词条 | Hirschberg's algorithm |
释义 |
In computer science, Hirschberg's algorithm, named after its inventor, Dan Hirschberg, is a dynamic programming algorithm that finds the optimal sequence alignment between two strings. Optimality is measured with the Levenshtein distance, defined to be the sum of the costs of insertions, replacements, deletions, and null actions needed to change one string into the other.
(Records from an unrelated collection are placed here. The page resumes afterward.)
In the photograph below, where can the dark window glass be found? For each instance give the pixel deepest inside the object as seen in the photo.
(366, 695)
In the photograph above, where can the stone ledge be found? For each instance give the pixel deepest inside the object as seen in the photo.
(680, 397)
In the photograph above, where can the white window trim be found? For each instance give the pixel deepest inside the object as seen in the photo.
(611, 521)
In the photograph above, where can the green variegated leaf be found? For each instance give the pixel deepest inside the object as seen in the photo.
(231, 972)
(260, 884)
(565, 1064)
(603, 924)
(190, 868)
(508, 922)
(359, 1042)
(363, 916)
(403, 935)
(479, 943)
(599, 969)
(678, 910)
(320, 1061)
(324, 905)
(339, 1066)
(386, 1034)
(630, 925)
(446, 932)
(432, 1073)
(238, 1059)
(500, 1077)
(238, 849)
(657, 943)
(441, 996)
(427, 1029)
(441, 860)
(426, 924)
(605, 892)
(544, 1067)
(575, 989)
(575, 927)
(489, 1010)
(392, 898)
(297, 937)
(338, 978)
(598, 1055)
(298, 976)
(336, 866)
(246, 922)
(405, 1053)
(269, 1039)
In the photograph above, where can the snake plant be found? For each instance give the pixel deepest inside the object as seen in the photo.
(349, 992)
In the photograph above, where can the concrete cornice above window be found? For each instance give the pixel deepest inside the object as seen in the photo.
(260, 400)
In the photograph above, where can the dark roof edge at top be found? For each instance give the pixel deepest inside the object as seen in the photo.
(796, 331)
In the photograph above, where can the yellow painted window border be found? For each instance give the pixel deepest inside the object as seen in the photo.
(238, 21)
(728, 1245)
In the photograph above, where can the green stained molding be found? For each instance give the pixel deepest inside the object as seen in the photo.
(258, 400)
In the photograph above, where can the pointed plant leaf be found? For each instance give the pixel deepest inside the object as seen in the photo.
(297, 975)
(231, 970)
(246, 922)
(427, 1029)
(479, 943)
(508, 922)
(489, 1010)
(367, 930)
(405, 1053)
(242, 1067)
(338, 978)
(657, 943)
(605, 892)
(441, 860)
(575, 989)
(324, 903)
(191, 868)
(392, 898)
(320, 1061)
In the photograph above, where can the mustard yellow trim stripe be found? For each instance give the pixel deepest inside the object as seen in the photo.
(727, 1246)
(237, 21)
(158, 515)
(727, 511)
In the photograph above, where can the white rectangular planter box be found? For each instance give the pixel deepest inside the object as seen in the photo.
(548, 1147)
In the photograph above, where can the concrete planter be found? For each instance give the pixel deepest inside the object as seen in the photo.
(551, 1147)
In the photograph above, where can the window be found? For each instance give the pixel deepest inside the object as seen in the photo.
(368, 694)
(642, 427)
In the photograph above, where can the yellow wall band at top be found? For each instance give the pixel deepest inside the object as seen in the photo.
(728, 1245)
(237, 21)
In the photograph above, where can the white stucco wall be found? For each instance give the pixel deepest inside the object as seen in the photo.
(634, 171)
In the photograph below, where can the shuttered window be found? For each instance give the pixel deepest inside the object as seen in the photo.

Hirschberg's algorithm is simply described as a more space efficient version of the Needleman–Wunsch algorithm that uses divide and conquer.[1] Hirschberg's algorithm is commonly used in computational biology to find maximal global alignments of DNA and protein sequences. Algorithm informationHirschberg's algorithm is a generally applicable algorithm for optimal sequence alignment. BLAST and FASTA are suboptimal heuristics. If x and y are strings, where length(x) = n and length(y) = m, the Needleman-Wunsch algorithm finds an optimal alignment in O(nm) time, using O(nm) space. Hirschberg's algorithm is a clever modification of the Needleman-Wunsch Algorithm which still takes O(nm) time, but needs only O(min{n,m}) space and is much faster in practice.[2] One application of the algorithm is finding sequence alignments of DNA or protein sequences. It is also a space-efficient way to calculate the longest common subsequence between two sets of data such as with the common diff tool. The Hirschberg algorithm can be derived from the Needleman-Wunsch algorithm by observing that:[3]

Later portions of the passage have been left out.